| | Ted: Are you saying that the political or socioeconomic changes open up a niche which would favor the investor?
Me: To respond to the question: possibly, but I prefer to consider that the evolution of a species is more broad-based in that it doesn't dictate exactly what niche a species may or may not occupy. Specifically, consider us humans, as the ultimate adapters. We can take just about any environment over by making micro-climates/environments suited to our needs. Whereas our most significant cousins, the great apes, have to focus on one niche to survive, and if that niche's primary environmental factors change they're finished. Where as we humans adapt to survive.
In fact, consider that the most recent extinct level event occurred around 200,000 years ago with the eruption of the hyper-volcano that rests underneat modern Yellowstone National Park. Some say it could have been the 'cause' for our species to evolve to fill the largest set of niches left behind by the extincted species. Others, as I've read, suggest our species survived it, showing us as the ultimate survivors (next to viruses and the cockroach (lol)). All of that is pure conjecture since no one has a TARDIS on hand to go see for us. Either way it bears considering. And the fact we've survived the last Ice Age, and according to some dig sites, we actually advanced technologically in that time frame, it's proof in the pudding, as it were, that we're a tough little nugget of a species.
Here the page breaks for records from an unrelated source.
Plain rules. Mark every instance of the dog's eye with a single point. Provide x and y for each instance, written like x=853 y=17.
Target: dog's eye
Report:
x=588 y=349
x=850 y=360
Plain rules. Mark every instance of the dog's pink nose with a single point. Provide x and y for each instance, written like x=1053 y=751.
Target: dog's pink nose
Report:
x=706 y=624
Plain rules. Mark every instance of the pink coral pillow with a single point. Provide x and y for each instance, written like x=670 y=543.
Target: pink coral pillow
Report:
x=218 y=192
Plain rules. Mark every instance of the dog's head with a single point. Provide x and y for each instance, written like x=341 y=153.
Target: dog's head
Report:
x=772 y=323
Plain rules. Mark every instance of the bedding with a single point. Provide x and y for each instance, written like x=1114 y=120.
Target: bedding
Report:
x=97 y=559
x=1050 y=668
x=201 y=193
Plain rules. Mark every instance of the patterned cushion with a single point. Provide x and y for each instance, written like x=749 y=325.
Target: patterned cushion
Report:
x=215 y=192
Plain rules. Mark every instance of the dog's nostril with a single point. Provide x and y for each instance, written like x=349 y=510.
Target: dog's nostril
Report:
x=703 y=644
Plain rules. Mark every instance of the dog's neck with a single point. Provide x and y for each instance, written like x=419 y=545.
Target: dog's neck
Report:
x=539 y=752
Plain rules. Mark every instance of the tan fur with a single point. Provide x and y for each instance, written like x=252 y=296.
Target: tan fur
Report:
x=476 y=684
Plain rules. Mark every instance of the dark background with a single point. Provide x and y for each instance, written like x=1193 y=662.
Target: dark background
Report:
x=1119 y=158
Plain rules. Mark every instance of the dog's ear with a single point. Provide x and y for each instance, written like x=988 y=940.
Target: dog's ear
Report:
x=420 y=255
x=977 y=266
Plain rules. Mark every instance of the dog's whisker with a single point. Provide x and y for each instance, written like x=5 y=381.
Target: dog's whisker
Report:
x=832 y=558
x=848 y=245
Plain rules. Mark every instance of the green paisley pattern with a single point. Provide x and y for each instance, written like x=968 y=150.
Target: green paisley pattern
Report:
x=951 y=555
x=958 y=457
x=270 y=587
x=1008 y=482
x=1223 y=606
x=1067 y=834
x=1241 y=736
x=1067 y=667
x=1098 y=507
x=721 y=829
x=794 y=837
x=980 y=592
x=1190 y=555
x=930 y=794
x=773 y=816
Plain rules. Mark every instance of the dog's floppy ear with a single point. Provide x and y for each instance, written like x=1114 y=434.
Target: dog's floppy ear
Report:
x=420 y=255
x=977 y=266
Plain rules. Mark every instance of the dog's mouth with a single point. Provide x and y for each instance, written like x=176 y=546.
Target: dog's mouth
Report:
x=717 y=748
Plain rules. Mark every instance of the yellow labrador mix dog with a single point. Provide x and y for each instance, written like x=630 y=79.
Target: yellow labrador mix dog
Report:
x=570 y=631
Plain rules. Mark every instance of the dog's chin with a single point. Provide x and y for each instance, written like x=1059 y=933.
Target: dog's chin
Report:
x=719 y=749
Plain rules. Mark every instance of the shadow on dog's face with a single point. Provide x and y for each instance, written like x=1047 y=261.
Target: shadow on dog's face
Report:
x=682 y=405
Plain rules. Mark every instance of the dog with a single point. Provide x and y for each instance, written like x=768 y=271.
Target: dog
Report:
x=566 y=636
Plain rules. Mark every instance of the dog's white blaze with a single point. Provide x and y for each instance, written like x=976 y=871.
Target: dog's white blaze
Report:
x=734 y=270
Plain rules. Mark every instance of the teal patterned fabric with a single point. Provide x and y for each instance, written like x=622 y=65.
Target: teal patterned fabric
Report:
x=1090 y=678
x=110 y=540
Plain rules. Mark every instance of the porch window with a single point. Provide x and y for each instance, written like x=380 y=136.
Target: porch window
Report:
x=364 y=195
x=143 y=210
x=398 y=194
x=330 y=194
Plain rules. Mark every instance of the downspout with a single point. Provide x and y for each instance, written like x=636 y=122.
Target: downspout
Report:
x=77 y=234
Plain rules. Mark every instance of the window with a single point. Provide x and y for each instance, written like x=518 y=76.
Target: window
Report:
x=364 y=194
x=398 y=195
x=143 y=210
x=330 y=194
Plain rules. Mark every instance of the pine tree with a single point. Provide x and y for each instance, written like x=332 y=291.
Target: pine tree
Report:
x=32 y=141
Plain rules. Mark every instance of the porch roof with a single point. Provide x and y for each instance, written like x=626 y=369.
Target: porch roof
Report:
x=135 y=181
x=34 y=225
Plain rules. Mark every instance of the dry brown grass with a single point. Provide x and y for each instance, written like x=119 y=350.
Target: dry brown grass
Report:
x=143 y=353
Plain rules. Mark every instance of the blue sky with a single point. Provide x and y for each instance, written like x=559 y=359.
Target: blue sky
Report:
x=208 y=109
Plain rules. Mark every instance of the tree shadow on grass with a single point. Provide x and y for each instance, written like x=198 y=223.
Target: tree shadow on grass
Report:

That flexibility to survive is what allows us to go forward, and eventually get better technology. We just last long enough to get to this level of sophistication.
Our economic systems are the side-effect of our aptitude to survive well, but not guiding us to them. We lead ourselves to what we have now by figuring out how to survive beyond the momentary. So, again, our evolution didn't tell us what roads we will take, rather what roads we can, in that our adaptations allow us to think beyond the moment. And to utilize that ability to give us a broader set of niches to fill with the possibility of creating new ones as well. Thus, as a side-effect of our adaptations, we were able to choose our current state of living. Which is far better than how we lived in the past (considering, that technically I own more wealth than most of the European noble-folk did in the Medieval period).